Technologies to the rescue. One cannot fail to be impressed by the early success of Korea, Singapore and Taiwan in using technologies to protect the public health and the resulting relatively quick reduction in infections. Cell phone technologies have been used to locate and monitor people and to enforce quarantines and to empower the public health authorities to have real-time access to vital information. This, in turn, has allowed them to gather data to better understand the evolution of the spread of the disease and to take countervailing measures. This is, no doubt, one area where the WHO could encourage a unified approach that goes beyond the deployment of technological solutions at the national level and that involves the development of international protocols to allay concerns on the part of civil society, in particular, about the possible misuse of personal data and information.
Guarding against protectionism. In the middle of possibly the worst recession thus far this century, governments may wish to give some thought to reducing barriers to trade. This has multiple dimensions, including barriers to the export of medical equipment and other supplies, which many countries have imposed, often in violation of the letter and spirit of their international obligations.

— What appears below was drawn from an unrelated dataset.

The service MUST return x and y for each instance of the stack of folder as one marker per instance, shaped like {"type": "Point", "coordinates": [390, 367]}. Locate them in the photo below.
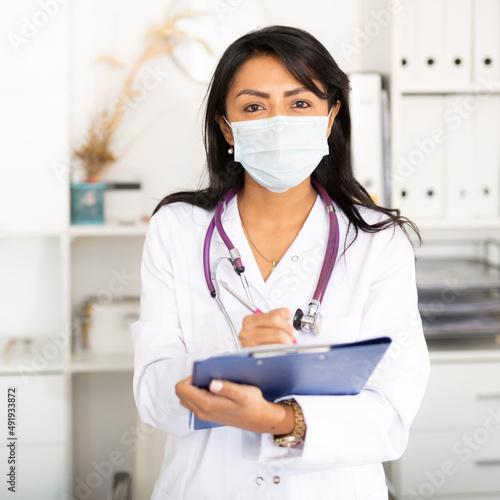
{"type": "Point", "coordinates": [459, 297]}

Furthermore, tariffs and other non-tariff barriers raise the cost of production and adversely affect the real incomes of households. They encourage trade diversion and other inefficiencies and their removal would make a positive contribution to mitigate the impact of the recession. It will also be important for countries not to use the exchange rate of their currencies as a lever for national advantage; this is ultimately self-defeating and will contribute to undermining the context for international cooperation at a time when an important part of the solution to the crisis will be to share information, to coordinate policies, to avoid needless confrontation and to recognize that, given the highly integrated nature of the global economy, we no longer live in a zero-sum world; that is one of the key lessons to have come out of the global financial crisis, where concerted international cooperation played an important role in defusing some of the potentially more destructive ramifications of the near-collapse of the world’s financial system. Ten years ago, the G-20 came out strongly in favor of avoiding a protectionist backlash to the global financial crisis.
Preparing for the next crisis. We have to give serious thought to the kinds of global institutional arrangements which need to be in place to empower us to deal with the looming crises that are likely ahead of us and which have the potential to destabilize not only the global economy but our social and political order.